"Dear mamma, I am so sorry for you! for papa too, and for myself. What shall I do without my sister? How can you and papa do without her? How can she? I'm sure no one in the world can ever be so dear to me as my own precious father and mother. And I wish—I wish Lester Leland had never seen her."

"No, darling, we should not wish that. These things must be; God in his infinite wisdom and goodness has so ordered it.

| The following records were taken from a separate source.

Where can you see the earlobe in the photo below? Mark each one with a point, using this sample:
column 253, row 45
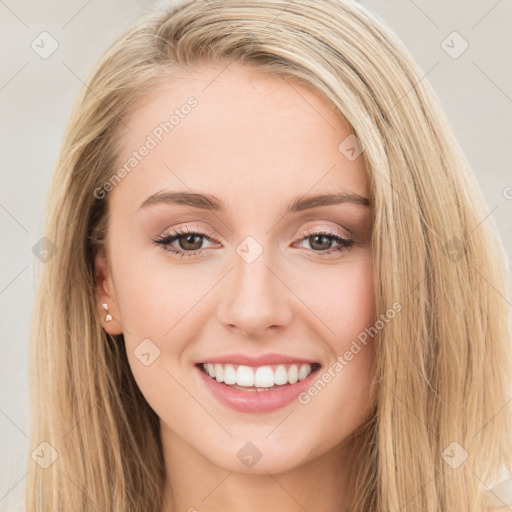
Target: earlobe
column 108, row 308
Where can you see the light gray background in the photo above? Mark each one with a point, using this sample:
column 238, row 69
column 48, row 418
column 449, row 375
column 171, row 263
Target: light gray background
column 36, row 96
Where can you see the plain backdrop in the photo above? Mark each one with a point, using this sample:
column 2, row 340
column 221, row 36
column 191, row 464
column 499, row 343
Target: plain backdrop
column 36, row 95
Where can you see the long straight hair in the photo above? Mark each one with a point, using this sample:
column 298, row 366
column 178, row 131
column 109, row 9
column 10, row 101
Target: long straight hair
column 444, row 364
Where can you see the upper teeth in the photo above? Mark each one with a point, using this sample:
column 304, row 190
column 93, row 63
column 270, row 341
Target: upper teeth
column 261, row 377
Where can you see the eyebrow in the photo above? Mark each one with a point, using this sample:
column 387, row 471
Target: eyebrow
column 210, row 202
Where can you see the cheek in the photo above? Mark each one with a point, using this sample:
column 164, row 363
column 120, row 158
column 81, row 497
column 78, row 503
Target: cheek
column 343, row 300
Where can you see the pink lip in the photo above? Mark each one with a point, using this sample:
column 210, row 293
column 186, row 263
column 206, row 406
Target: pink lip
column 255, row 401
column 265, row 359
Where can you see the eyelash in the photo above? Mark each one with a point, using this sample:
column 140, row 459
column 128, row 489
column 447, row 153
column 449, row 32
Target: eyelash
column 165, row 241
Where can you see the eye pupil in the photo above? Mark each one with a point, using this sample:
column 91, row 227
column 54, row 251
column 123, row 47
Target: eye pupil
column 326, row 242
column 189, row 240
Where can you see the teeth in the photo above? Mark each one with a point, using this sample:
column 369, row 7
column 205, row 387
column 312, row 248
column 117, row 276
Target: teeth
column 262, row 377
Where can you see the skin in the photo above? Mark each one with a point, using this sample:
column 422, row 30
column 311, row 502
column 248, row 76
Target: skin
column 256, row 142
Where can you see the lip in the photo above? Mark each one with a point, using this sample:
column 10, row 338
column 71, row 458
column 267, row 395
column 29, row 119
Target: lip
column 255, row 401
column 263, row 360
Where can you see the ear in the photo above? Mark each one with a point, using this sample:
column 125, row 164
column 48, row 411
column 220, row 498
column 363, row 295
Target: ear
column 105, row 294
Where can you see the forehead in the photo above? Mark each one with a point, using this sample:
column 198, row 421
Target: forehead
column 247, row 134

I am sad at the thought of parting with my dear child, yet how could I be so selfish as to wish her to miss the great happiness that I have found in the love of husband and children?"

Violet answered with a doubtful "Yes, mamma, but—"

"Well, dear?" her mother asked with a smile, after waiting in vain for the conclusion of the sentence.

"I am sure there is not another man in all the world like papa; not one half so dear and good and kind and lovable."

"Ah, you may change your mind about that some day. It is precisely what I used to think and say of my dear father, before I quite learned the worth of yours."

"Ah, yes, I forgot grandpa! he is—almost as nice and dear as papa. But there can't be another one, I'm very, very sure of that. Lester Leland is not half so nice. Oh I don't see how Elsie can!"

"How Elsie can what?" asked her father, coming in at that moment, and regarding her with a half quizzical look and smile.

"Leave you and mamma for somebody else, you dear, dear, dearest father!" returned Vi, springing up and running to him to put her arms about his neck and half smother him with kisses.

"Then we may hope to keep you for a good while yet?" he said interrogatively, holding her close and returning her caresses in most tender fatherly fashion, the mother watching them with beaming eyes.